For many in our industry, commercial awareness traditionally equated to recalling which ads they saw on TV last night, so perhaps the recession will trigger a new-found interest in the numbers for some marketers in our ranks.
One of my brands is manufactured in the euro-zone, which has destroyed margins and virtually wiped out the entire marketing budget.
Indeed, I have never known the language of the marketing department to change so dramatically. We now monitor the FX rate with more enthusiasm than our Millward Brown scores and gross contribution has become a key marketing metric rather than a disappointing grading at one’s annual appraisal.
In days gone by, we wondered whether to spend above the line or below the line; now we wonder if there will be anything to spend at all.
In tough times, one can always rely on the sales force (to destroy your margins further). Troubled by the possible loss of a new 3 series BMW and a cut back in golf days, our Tesco national account manager (NAM) has developed a stunning rescue package.

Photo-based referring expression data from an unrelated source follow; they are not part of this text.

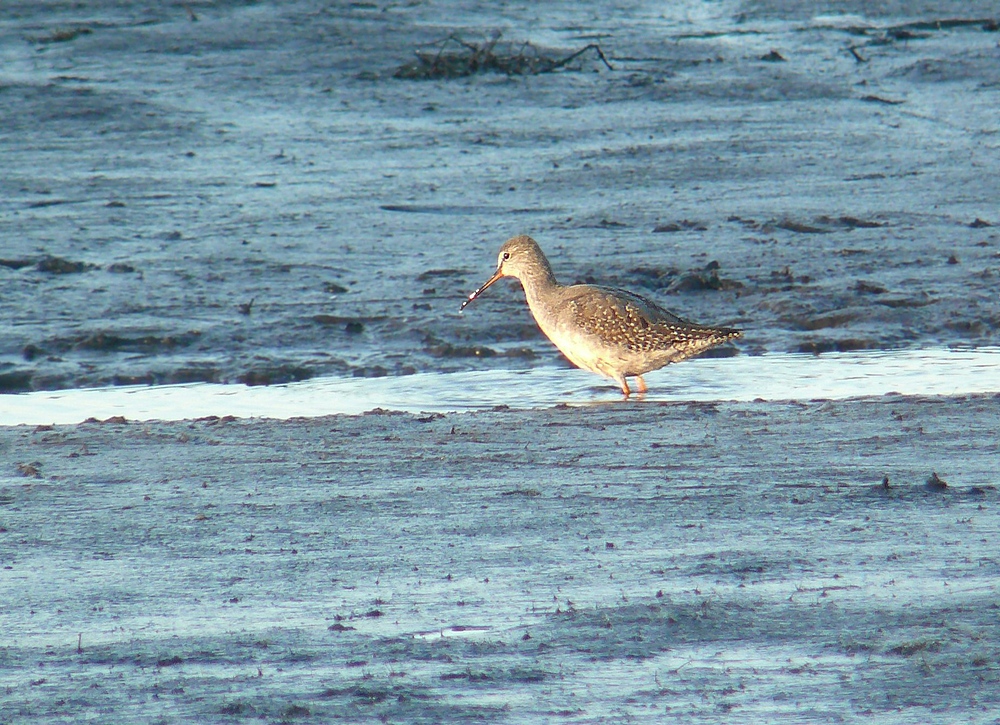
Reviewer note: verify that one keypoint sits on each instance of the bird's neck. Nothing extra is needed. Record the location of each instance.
(539, 282)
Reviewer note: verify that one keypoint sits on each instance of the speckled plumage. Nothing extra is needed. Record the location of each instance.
(608, 331)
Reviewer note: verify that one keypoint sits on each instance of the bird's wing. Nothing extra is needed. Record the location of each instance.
(639, 324)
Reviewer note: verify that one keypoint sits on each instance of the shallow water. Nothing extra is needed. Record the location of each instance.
(746, 378)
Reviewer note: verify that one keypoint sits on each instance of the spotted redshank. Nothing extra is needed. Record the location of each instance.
(608, 331)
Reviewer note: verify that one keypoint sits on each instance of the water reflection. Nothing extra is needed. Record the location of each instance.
(768, 377)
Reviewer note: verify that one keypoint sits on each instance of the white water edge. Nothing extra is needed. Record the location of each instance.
(743, 378)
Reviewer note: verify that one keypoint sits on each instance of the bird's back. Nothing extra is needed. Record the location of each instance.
(621, 319)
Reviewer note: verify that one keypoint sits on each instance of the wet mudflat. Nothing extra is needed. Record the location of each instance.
(270, 192)
(648, 561)
(263, 192)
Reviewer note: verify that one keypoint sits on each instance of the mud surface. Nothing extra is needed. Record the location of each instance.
(702, 562)
(239, 191)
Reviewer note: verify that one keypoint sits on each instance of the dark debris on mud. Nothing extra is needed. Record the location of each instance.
(454, 57)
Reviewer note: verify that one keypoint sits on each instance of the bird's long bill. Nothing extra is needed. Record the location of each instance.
(496, 275)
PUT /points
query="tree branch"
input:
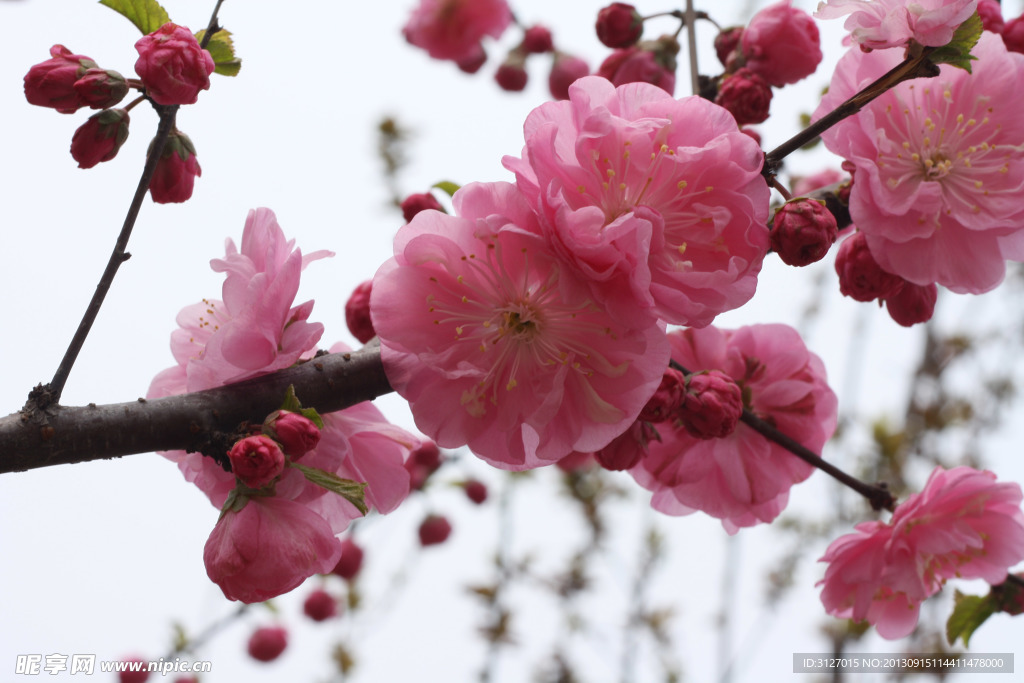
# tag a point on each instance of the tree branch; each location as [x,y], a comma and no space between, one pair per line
[58,434]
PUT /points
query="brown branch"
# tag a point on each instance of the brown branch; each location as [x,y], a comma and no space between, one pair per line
[57,435]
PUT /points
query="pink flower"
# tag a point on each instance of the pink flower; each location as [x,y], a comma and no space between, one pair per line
[781,44]
[256,460]
[453,29]
[267,548]
[51,83]
[172,66]
[99,138]
[880,24]
[176,171]
[743,478]
[962,524]
[938,167]
[496,343]
[657,203]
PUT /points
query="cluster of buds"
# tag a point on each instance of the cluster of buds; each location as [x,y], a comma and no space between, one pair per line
[779,46]
[861,279]
[172,69]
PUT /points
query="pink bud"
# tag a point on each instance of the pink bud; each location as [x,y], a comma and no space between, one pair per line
[139,676]
[267,643]
[803,230]
[51,83]
[726,43]
[351,560]
[991,15]
[357,312]
[565,71]
[296,433]
[619,25]
[172,66]
[912,303]
[476,492]
[712,406]
[101,88]
[667,398]
[99,138]
[537,40]
[626,450]
[434,529]
[745,95]
[860,276]
[176,171]
[511,75]
[256,461]
[414,204]
[320,606]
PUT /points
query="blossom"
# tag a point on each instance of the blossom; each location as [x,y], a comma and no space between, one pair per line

Unplanned price promotions
Yes, you’ve guessed it: the marketing team suggests that we put our prices up and the sales department decides this might upset Tesco. Instead, it agrees to run two more unplanned price promotions with the supermarket before the year end. This sounds like a winner – we have no margins, so let’s sell even more. Perhaps we could now even pay an additional over-rider at the year end to celebrate our box shifting.
In all fairness to our friends in the sales team, getting through price increases is a very nasty business. What a joy it must be to be marketing director Darling, raising revenues via statutory price increases and setting up innovative new sales promotion activities to flog more new cars in his brand plan for economic recovery. It also appears that he is the only brand manager in the country to spend more on advertising this year than last. Imagine all those agency lunches…And for me? Well, the euro rate has slipped further. Time for another Tesco promotion? Surely one of these days I shall wake up and be back in marketing.